Der CDU-Senat begründet die Schließung des 1. Hamburger Frauenhauses mit einem neuen Gesetz. Das aber, warnt sogar die Union im Bund, hilft den Schutzsuchenden gar nicht. Anhörung im Rathaus

von Eva Weikert

Es ist erstmal ein kleiner Sieg: Die CDU-Bürgerschaftsfraktion hat jetzt einem Antrag der rot-grünen Opposition zugestimmt, eine öffentliche Anhörung zur umstrittenen Schließung des 1. Hamburger Frauenhauses einzuberufen. Am 24. September sollen externe Experten im Rathaus über die vom CDU-Senat geplante Abwicklung der Fluchtstätte befragt werden. GAL-Frauenpolitikerin Verena Lappe ist zuversichtlich, „überzeugende Argumente dafür zu hören, dass die Begründung des Senats für das Aus schlicht falsch ist“.
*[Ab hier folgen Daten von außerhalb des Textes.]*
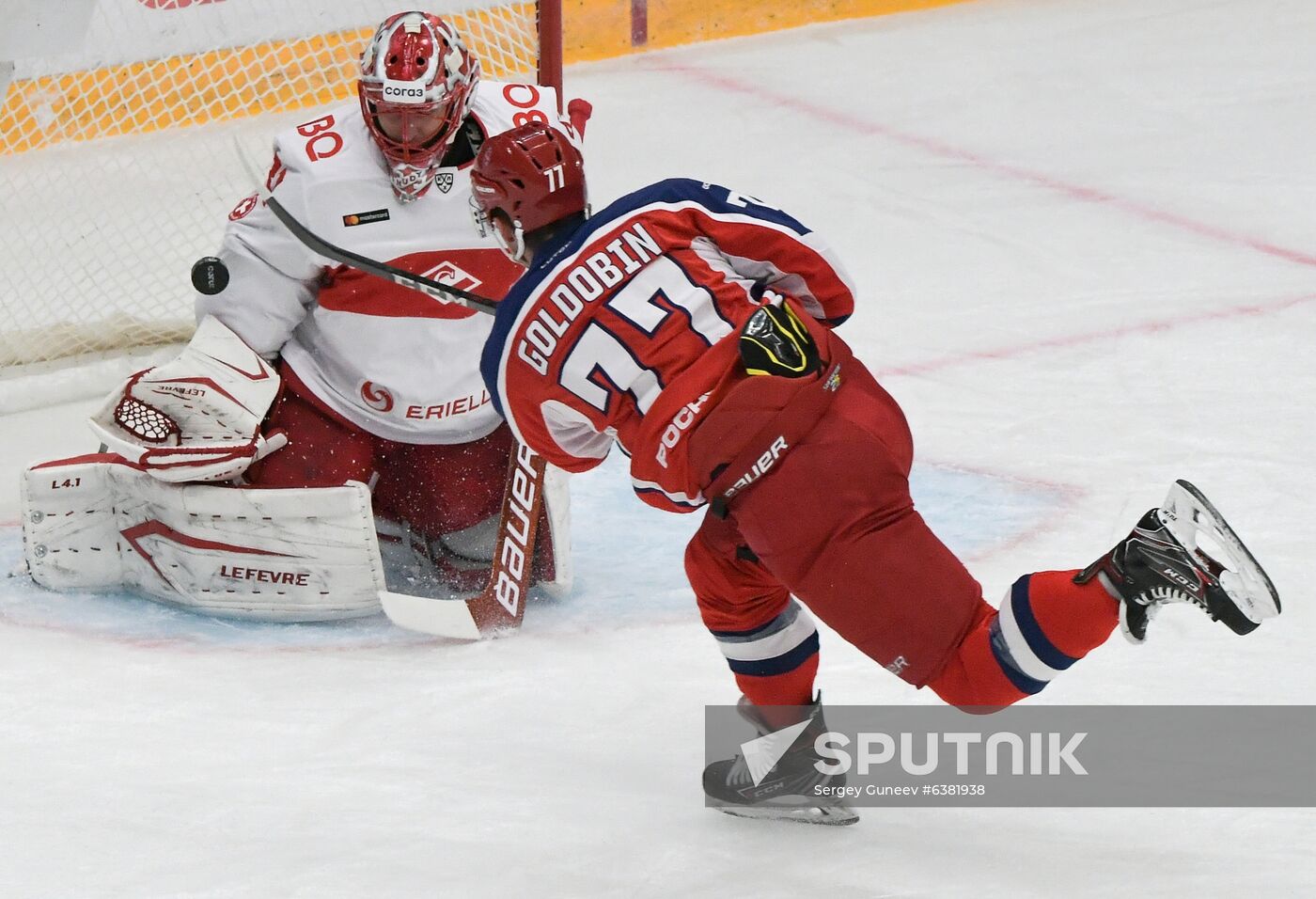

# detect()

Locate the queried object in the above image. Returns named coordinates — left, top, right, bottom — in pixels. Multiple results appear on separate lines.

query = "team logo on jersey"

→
left=420, top=260, right=484, bottom=291
left=342, top=210, right=388, bottom=228
left=361, top=381, right=394, bottom=412
left=229, top=194, right=260, bottom=221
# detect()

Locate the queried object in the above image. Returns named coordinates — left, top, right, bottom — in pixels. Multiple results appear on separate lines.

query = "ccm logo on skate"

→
left=723, top=437, right=790, bottom=498
left=220, top=564, right=310, bottom=587
left=654, top=394, right=710, bottom=468
left=494, top=445, right=539, bottom=617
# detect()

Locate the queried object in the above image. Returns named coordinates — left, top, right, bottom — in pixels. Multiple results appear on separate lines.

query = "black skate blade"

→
left=713, top=804, right=859, bottom=827
left=1159, top=481, right=1282, bottom=633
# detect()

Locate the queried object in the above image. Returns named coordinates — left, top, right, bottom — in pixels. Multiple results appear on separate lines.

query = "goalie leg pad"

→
left=23, top=454, right=384, bottom=622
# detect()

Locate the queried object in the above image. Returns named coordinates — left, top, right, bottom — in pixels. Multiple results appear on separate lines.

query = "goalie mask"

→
left=356, top=12, right=480, bottom=203
left=471, top=122, right=586, bottom=264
Durch eine Senatsantwort auf eine Kleine Anfrage zum Thema sieht sich Lappe schon jetzt darin bestätigt, dass die Schließungs-Argumente von Sozialsenatorin Birgit Schnieber-Jastram (CDU) auf tönernen Füßen stehen. Das Ende von Hamburgs größtem und ältestem Frauenhaus „ist eine politische und keine fachliche Entscheidung“, kritisiert die GALierin. Wie berichtet soll die 1977 eröffnete Fluchtstätte bis 31. Oktober geräumt sein. Damit schrumpft die Zahl der Plätze in der Stadt um 44 auf 163 in den restlichen fünf Häusern. „Dabei sind alle Frauenhäuser mit über 100 Prozent immer mehr als ausgelastet“, warnt Lappe.

Der Platzabbau bereitet dem Senat trotzdem kein Kopfzerbrechen. In einer Antwort auf Lappes schriftliche Anfrage rechtfertigt er ihn jetzt mit einem Gesetz und einer im Zuge dessen geschaffenen Anlaufstelle für Opfer häuslicher Gewalt (siehe Text unten). Nach dem Gewaltschutzgesetz darf die Polizei prügelnde Partner aus der Wohnung verweisen. Die „Interventionsstelle pro-aktiv“ soll über Möglichkeiten der Wegweisung beraten. Weil die Stelle „eine Alternative zum Angebot der Frauenhäuser bietet“, ist mit deren „Entlastung zu rechnen“, schreibt die Regierung an Lappe.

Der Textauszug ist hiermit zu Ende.